Euglycemic clamp studies were conducted in the University of Minnesota Clinical Research Center after a 12 hour fast as previously described (28). Plasma glucose was measured at baseline and every five minutes during the clamp. The insulin infusion was started at time 0 and continued at 1 mU/kg/min for 3 hours. An infusion of 20% glucose was started at time 0 and adjusted, based on plasma glucose levels, to maintain plasma glucose at 5.6 mol/l (100 mg/dl). Insulin sensitivity, M, was determined from the amount of glucose administered over the final 40 minutes of the euglycemic clamp and was expressed as MLBM (i.e., glucose utilization/ kg lean body mass/ minute). Percentag of body fat and lean body mass (LBM), or fat-free mass, was calculated by the skinfold formula method of Slaughter (30) at ages 13 and 15, and by DEXA at age 19 in children and in parents. The LBM values from ages 13 and 15 were adjusted to the DEXA values according to equations derived from studies in siblings of the present cohort, and within the same age range, as previously published (31).

Statistical Methods

All statistical analyses were performed in PC SAS v 9.1 (SAS Institute Inc., Cary, NC). For all analyses, adiponectin was natural log transformed due a skewed distribution. Cross-sectional associations at ages 15 and 19 of waist, ln(adiponectin) and MLBM were assessed using Pearson correlations and linear regression. Correlations were adjusted for age, sex, race, height, and Tanner stage (for analyses involving data from ages 13 and 15). The Meng test (32) was used to assess statistical significance of differences between correlated correlations (e.g. the correlation of waist with adiponectin compared to the correlation of waist with insulin sensitivity). Effect modification of cross-sectional associations by sex, race, height, and Tanner stage (1-4 vs. 5) was assessed by the inclusion of interaction terms between these variables and waist in linear regression models.

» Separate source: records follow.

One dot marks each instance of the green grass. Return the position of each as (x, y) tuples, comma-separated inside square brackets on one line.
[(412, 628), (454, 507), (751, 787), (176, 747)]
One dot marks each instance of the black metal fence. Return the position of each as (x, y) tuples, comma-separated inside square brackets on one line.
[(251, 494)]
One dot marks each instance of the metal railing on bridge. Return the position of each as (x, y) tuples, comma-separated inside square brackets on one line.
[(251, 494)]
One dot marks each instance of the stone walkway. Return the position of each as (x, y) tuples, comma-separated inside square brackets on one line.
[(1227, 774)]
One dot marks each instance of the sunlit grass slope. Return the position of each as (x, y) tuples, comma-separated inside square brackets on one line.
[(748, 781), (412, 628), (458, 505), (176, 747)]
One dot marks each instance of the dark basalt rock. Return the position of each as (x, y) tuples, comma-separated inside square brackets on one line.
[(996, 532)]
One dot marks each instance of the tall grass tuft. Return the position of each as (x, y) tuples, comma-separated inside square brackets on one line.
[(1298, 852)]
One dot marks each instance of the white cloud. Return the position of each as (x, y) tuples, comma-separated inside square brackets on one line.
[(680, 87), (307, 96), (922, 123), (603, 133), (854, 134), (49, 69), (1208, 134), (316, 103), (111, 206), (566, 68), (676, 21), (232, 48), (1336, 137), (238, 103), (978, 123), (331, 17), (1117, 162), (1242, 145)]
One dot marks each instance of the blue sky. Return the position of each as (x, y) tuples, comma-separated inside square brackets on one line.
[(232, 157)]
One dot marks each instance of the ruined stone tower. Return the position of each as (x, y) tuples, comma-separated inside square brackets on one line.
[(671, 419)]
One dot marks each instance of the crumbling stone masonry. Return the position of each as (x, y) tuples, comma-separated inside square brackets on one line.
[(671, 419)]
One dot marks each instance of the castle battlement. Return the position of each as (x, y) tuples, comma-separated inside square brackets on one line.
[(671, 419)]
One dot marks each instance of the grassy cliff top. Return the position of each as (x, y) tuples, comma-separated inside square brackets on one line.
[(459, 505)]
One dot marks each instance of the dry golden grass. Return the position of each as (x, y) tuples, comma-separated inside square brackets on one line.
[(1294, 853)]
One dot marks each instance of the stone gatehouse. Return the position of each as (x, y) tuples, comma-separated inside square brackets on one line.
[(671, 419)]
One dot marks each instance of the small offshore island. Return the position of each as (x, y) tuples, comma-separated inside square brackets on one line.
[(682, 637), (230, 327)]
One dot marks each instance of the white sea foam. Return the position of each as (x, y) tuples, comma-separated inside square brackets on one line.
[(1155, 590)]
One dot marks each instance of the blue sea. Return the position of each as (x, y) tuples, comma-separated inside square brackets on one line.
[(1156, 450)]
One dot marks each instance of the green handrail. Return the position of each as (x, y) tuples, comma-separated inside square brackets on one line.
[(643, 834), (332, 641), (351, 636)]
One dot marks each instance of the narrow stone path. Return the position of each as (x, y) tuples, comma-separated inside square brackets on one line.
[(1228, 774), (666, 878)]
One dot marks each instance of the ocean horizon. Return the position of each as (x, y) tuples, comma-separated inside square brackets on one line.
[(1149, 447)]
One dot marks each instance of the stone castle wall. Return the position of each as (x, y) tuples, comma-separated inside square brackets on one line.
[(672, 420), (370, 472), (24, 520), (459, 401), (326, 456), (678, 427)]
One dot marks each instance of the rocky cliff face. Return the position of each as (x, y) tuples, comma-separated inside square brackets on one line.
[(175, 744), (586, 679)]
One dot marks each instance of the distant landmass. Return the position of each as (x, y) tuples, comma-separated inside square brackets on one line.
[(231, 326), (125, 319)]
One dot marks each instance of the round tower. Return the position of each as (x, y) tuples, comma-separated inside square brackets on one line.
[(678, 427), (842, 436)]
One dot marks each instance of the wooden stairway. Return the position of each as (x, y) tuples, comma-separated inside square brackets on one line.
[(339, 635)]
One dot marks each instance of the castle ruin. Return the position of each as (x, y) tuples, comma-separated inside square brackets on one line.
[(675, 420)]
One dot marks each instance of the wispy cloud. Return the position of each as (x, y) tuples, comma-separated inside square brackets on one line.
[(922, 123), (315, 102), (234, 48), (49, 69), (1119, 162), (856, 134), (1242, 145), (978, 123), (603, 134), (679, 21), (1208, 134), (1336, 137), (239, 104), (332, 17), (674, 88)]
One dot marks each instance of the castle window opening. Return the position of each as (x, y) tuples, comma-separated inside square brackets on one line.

To examine longitudinal associations between waist and adiponectin or insulin sensitivity, linear regression was used to regress age 19 and age 15 adiponectin, age 19 and age 15 insulin sensitivity, and change in adiponectin and insulin sensitivity from age 15 to age 19 on both baseline waist and change in waist. The models were adjusted for age at baseline, sex, race, height at baseline, and Tanner stage at baseline. Effect modification of these associations by sex, race, Tanner stage at baseline, and height at baseline was examined by including interaction terms with both baseline waist and change in waist variables in the regression models.

Results

Cohort Characteristics

Table 1 lists the characteristics of individuals in the study. On average, waist circumference increased as the children aged while insulin sensitivity decreased over time. Waist circumference was highly correlated across visits (r = 0.69 - 0.74). The repeated measurements of adiponectin across visits (mean ages 15 and 19) were also highly correlated (r = 0.66). Measurements of insulin sensitivity were less highly correlated across visits (r = 0.31- 0.44).

Table 1
Characteristics of individuals, by visit

Cross-sectional Associations

Table 2 shows correlations among waist, adiponectin, and insulin sensitivity from cross-sectional analyses in children at ages 15 and 19 and in parents. Although all correlations presented were adjusted for age, race, Tanner stage (1-4 vs. 5) and height, adjustment for these variables modified the correlations only slightly.

Table 2
Adjusted cross-sectional correlations* of waist, adiponectin, and insulin sensitivity

The adjusted correlation between waist and insulin sensitivity was weakest at age 15 (p=0.14), stronger at age 19 (p=0.02), and strongest in the parents (p<0.001). Similarly, the magnitude of the correlation between adiponectin and insulin sensitivity increased between ages 15 (p=0.40) and 19 (p=0.001). By contrast, the correlation between waist and adiponectin was already relatively strong at age 15 (p<0.001) and remained so at age 19 (p<0.001). The correlation between waist and adiponectin was significantly greater than the correlation between waist and insulin sensitivity (p=0.01 at mean age 15 and p = 0.002 at mean age 19).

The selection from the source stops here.